Por outro lado, é através dos sentimentos inferiores e dos pensamentos negativos produzidos, os quais se encontram por trás desses poderes e dessas ações desabonadoras da conduta humana, que vamos encontrar a prática do mal. Então podemos identificar a natureza desses sentimentos e desses pensamentos produzidos por intermédio dos poderes e das ações dos seus produtores, que se retratam em suas condutas indignas de vida.

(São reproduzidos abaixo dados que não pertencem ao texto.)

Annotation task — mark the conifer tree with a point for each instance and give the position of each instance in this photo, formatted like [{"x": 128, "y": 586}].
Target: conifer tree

No entanto, são os pensamentos que retratam com inteira fidedignidade a conduta de vida do ser humano, pois que ele sempre pratica as suas ações em conformidade com os seus próprios pensamentos, quer queira, quer não, pois que não importam os motivos, já que os seus órgãos mentais são comandados pelos seus atributos individuais e relacionais.

Tomemos o exemplo de um político corrupto que tem o poder de entregar uma obra a uma determinada empreiteira mediante uma comissão de propina. O seu sentimento de poder já está posto. Entretanto, os seus pensamentos passam engendrar a maneira mais eficaz para que ele possa praticar as suas ações de corrupção, que é justamente não deixar rastros que venham a comprovar a sua desonestidade. Mas acontece que os atributos individuais e relacionais comandam a nossa inteligência. Assim, se ele for deveras ambicioso, inconsequente, temerariamente audacioso, deverá então praticar o ato de corrupção. Por outro lado, mesmo sendo ambicioso, se não for inconsequente e temerariamente audacioso, não deverá por medo praticar o ato de corrupção. Portanto, ele é um corrupto, quer venha a praticar o ato de corrupção, quer não, pois que ele é julgado pela natureza dos seus pensamentos, e não pelo sua temeridade ou medo.

É justamente por isso, que Jesus, o Cristo, ensinou-nos que conforme pensamos, assim seremos, uma vez que os pensamentos produzidos antecedem as nossas ações, quer elas tenham sido praticadas em conformidade com a natureza dos pensamentos, quer elas não tenham sido praticadas por qualquer motivo impeditivo, pois serão os pensamentos que deverão revelar aquilo que realmente somos. Então cada um é aquilo que retrata a natureza dos seus pensamentos, em sua conduta de vida, portanto, cada um é aquilo que pensa.